Deep learning object detection for fossil diatom counting: assessing the impact of fossil preservation and intraspecific morphological variation

2026-03-18

Saki Ishino, Takuya Itaki, Motohisa Fukuda,
Deep learning object detection for fossil diatom counting: assessing the impact of fossil preservation and intraspecific morphological variation,
Marine Micropaleontology,
Volume 201,
2025,
102519,
ISSN 0377-8398,
https://doi.org/10.1016/j.marmicro.2025.102519.
(https://www.sciencedirect.com/science/article/pii/S0377839825000842)
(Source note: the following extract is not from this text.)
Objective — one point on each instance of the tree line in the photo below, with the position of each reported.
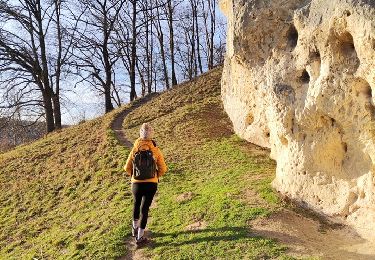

Abstract: Recent evidence suggests that object detection techniques based on deep learning are evidently useful for automating microfossil analysis, particularly by enabling the rapid and accurate extraction of target particles. While the assemblage and morphometric analysis of fossil diatoms requires unique procedures, such as including fragmented specimens in counts and accounting for intra-morphometric variation, little is known regarding how these factors affect detection accuracy or how to efficiently construct training datasets for data-driven methods such as deep learning. In this study, we experimentally evaluated the use of the YOLOv5 object detection model to detect Eucampia antarctica, a key paleoenvironmental indicator, across sites in the Southern Ocean that vary in sedimentological and biogeographical characteristics. Detection accuracy was assessed using the datasets from fourteen test sites for the models trained on datasets from four individual sites, that vary within E. antarctica morphology and fossil preservation state, as well as models trained on pairwise combinations of these sites. Our results show that morphological variation of E. antarctica did not significantly affect detection performance, but models trained on datasets of moderately preserved fossils slightly outperformed those trained on datasets of well-preserved fossils. Furthermore, the findings suggest that incorporating diverse non-target particles including other diatom fragments and sediment particles in training data is critical for developing robust models that maintain consistently high performance in diverse regions. Our experiments demonstrate that object detection models allow rapid and accurate counting of E. antarctica, thereby improving its use in paleoenvironmental reconstructions, including past sea ice and surface temperatures.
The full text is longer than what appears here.